Algo es cierto: no hay demasiados indicios acerca de la verdadera situación. Pero no hay que ser un cerebro esclarecido para deducir que esa ignorancia, más que esperanzar, preocupa…
El tratamiento de los medios –la tevé sobre todo– se limita a entrevistar a conocedores –veteranos tripulantes de submarinos, por caso–, pero hasta hoy no tengo noticias de que haya colegas, enviados especiales, embarcados para navegar en algún rastreador de los muchos que están operando. Algo que es moneda corriente ante noticias de menor dramatismo.
Pura rutina. Bostezos hasta la hora de cierre…
Pero tampoco se advierte especial inquietud y dinamismo en los poderes públicos, más allá de la consabida promesa presidencial: «Pondremos todos los recursos necesarios y mantenemos contacto permanente con las familias de esos marinos».
Perdón por la prergunta: ¿qué menos? Es posible que alguien argumente que nada más es posible hacer cuando el silencio desde aquellas profundidades es total. Bien. Hasta el viernes, es admisible. ¡Pero el sábado hubo desde el San Juan siete intentos de comunicación por teléfono satelital! Mucho más que una luz de esperanza. Sin embargo, el conmovedor dato no movió la aguja…

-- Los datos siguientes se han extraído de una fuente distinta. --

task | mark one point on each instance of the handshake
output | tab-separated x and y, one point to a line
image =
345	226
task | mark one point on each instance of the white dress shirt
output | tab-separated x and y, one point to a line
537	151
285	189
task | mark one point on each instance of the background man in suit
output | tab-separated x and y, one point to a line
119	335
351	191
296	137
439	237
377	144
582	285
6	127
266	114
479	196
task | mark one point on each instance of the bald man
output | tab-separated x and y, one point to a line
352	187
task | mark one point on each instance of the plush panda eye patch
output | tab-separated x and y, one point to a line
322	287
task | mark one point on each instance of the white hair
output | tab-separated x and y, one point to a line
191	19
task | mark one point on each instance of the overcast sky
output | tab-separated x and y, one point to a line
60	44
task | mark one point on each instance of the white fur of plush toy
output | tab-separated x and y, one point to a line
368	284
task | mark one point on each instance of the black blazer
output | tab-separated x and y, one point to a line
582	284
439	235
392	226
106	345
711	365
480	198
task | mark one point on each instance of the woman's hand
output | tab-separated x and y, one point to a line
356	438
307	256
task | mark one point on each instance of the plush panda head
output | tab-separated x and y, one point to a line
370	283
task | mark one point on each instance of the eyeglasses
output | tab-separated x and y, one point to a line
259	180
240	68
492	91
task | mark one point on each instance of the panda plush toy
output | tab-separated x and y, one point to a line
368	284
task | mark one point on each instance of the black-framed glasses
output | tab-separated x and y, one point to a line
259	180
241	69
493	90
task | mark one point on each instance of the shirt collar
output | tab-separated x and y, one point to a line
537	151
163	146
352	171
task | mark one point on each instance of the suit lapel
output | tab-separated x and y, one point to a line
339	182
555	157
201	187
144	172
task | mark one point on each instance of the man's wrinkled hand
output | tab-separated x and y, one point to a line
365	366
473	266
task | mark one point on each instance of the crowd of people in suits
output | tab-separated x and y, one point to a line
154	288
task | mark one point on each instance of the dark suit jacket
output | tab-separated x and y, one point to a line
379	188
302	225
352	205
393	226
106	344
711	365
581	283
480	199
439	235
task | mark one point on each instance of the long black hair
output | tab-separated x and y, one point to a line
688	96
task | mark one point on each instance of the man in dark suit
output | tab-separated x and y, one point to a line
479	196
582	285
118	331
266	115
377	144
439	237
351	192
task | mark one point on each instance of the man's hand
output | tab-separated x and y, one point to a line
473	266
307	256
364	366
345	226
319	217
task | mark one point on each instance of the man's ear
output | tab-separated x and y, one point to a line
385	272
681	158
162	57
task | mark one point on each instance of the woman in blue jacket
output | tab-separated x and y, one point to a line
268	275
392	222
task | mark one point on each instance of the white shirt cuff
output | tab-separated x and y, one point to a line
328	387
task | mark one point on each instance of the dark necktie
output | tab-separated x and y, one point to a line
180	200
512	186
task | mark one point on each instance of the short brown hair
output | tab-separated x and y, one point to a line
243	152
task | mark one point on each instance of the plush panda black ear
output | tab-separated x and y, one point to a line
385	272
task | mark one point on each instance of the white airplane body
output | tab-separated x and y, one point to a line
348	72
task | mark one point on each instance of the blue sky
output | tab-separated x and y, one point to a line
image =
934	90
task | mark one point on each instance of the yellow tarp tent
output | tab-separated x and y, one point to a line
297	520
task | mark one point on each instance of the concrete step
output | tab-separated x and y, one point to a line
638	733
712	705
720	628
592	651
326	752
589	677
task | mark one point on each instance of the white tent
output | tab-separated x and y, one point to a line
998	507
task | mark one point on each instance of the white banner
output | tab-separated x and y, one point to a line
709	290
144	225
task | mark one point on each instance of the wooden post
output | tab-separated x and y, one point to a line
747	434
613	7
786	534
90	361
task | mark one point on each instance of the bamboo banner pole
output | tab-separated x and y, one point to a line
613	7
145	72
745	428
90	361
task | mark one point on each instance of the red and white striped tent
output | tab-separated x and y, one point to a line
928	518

Todo permaneció en el silencio y el criticable manejo del drama desde el principio. Casi como si el espanto que genera una nave que no puede volver a la superficie y la aterradora situación de sus hombres poco y nada significara.
Se informa que «están bien entrenados y tiene agua y comida para unos días» (¡qué vaguedad!), y medio país, o más, se frota las manos: tal vez Boca siga invicto y Racing llore, llore, llore…
Me cuesta creer una de las posibles razones de tal indiferencia. Pero la pongo en letras de molde, y la firmo. ¿Ese encogerse de hombros tendrá su génesis en el odio a los militares nacido después de que se conocieran los crímenes de la última dictadura uniformada?
Porque hasta entonces, y más allá de los gobiernos que decretaron el eclipse de las fuerzas armadas, para la gente, el pueblo –palabra injustamente olvidada o sólo usada por interés político–, «sus» militares fueron respetados y admirados.
¿Quién no se recuerda, niño, en los hombros de su padre para ver el desfile?
Esa gente que los aplaudía y se emocionaba acaso pensando en San Martín y Belgrano, sus padres históricos, ¿era idiota, despreciable, culpable de algo?
Por las dudas: ¡la última y definitiva dictadura militar murió hace 35 años! Los marinos del San Juan no habían nacido, y sus padres, como mucho, eran adolescentes.
¿Entonces?
Abro un desafío. Si alguien puede responder racionalmente el porqué de la indiferencia que rodea la estremecedora soledad, la angustia de esos muchachos de la Armada en situación límite, que arriesgue.